I have always sought out Fonce to guide me when things like this upset me, bother me. But this time? This time I do not need his advice and I am rather sure I already know what he would say.
"You are fine just the way you Asria." And he would grin.
I have breasts. Oh I keep them tightly wrapped, hidden from the eyes of others, for I am a modest woman, a feminine woman. When I worry, when I fret, my breath with deepen and grows audible, a little hushing sound though my lips that causes my breasts to rise and fall and remind you.. I am a woman. I am feminine.
My belly slopes, curves into my hips. I have grown life there, inside of me. I have been heavy with child, I have proven again that I am a woman, I am feminine. I am lightly scarred there, marks that will never fade, will never leave me like my children one day will. Now and then I will draw my soft hands over my belly and you might, by accident, shamefully, glance there and recall again.. I am a woman, I am feminine.
My hips are flared, slightly widened with the efforts of child birth. Still they are small, a mans hands can fit there comfortably. My hips rock tightly when I walk, unlike a slaves easy saunter, my gait is more controlled, less feminine. But it hints, as do my hips, that I am a woman, I am feminine.
My skirt is long and heavy, but slit on each side so you may see, now and again, the shape of my calf, the muscle there, the strength I possess in my thighs. Because although I am a woman, and I am exceedingly feminine.. I am a Tuchuk woman and I have known work. True.. I have often had not been forced to work but that never meant I did not. I have never greased an axle and this seems to really, strangely, bother people. The fact that I , Asria of the Year keepers, spent more time raising my children and tending to the fires then getting dirty, or greasing axles because slaves can do it just as well as I. This has torn at my friendships, put wedges between me and those I care about it.
It hurts. And it hurts because I am a woman, I am feminine. My friendships mean everything to me. I need the connections of other women in my life, even more then I need the connection of a man, right now. I am incapable of understanding why, in order to be 'a good Tuchuk' I must get dirty? Why is it so terrible to allow a slave or, shockingly, a man to see to the more.. well, manly things that need to be done?

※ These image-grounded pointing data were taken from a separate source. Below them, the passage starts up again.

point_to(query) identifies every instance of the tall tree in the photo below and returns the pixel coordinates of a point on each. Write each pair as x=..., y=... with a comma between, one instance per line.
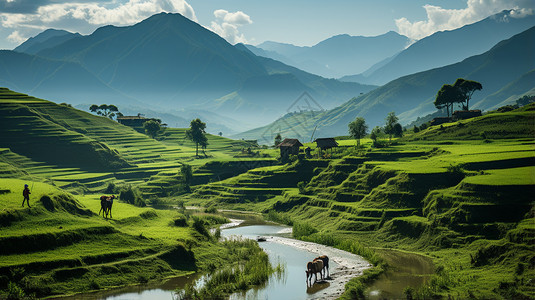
x=358, y=129
x=398, y=130
x=391, y=120
x=278, y=139
x=447, y=96
x=196, y=134
x=376, y=131
x=187, y=174
x=467, y=89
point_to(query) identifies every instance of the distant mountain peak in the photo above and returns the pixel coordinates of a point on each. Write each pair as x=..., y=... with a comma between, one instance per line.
x=46, y=39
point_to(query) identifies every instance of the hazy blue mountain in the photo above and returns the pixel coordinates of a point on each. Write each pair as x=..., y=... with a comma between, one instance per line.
x=447, y=47
x=174, y=63
x=167, y=63
x=44, y=40
x=507, y=68
x=336, y=56
x=167, y=58
x=59, y=81
x=267, y=97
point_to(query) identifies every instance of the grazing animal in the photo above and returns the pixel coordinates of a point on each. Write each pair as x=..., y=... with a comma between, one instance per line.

When my wagon wheel breaks I will always ask Fonce to fix it for me. I will offer him a drink while he does it and perhaps a meal. When I need meat for my children I will always depend on a Hunter, most often a man, to get it for me. And if he offers to cut it up for me? I will not object to being spared that ugly task either. I am a woman, I am feminine.. but Skies help me if one more person implies that my feminity alludes that I am weak or unintelligent.
Since I have been brought to the first fires, by Fonce, so many.. many.. many..many months ago, I have been held back because of my feminity. Because I allow men to see to my needs. Because I accept that I am a woman, I am the fairer, weaker, softer sex. It takes strength to accept this, you know. I am not weak for knowing who I am. I am strong for understanding, accepting and dare I say.. relishing my place in a world of men.
I have always sought out Fonce to guide me when things like this upset me, bother me. But this time? This time I do not need his advice and I am rather sure I already know what he would say.
"You are fine just the way you Asria." And he would grin.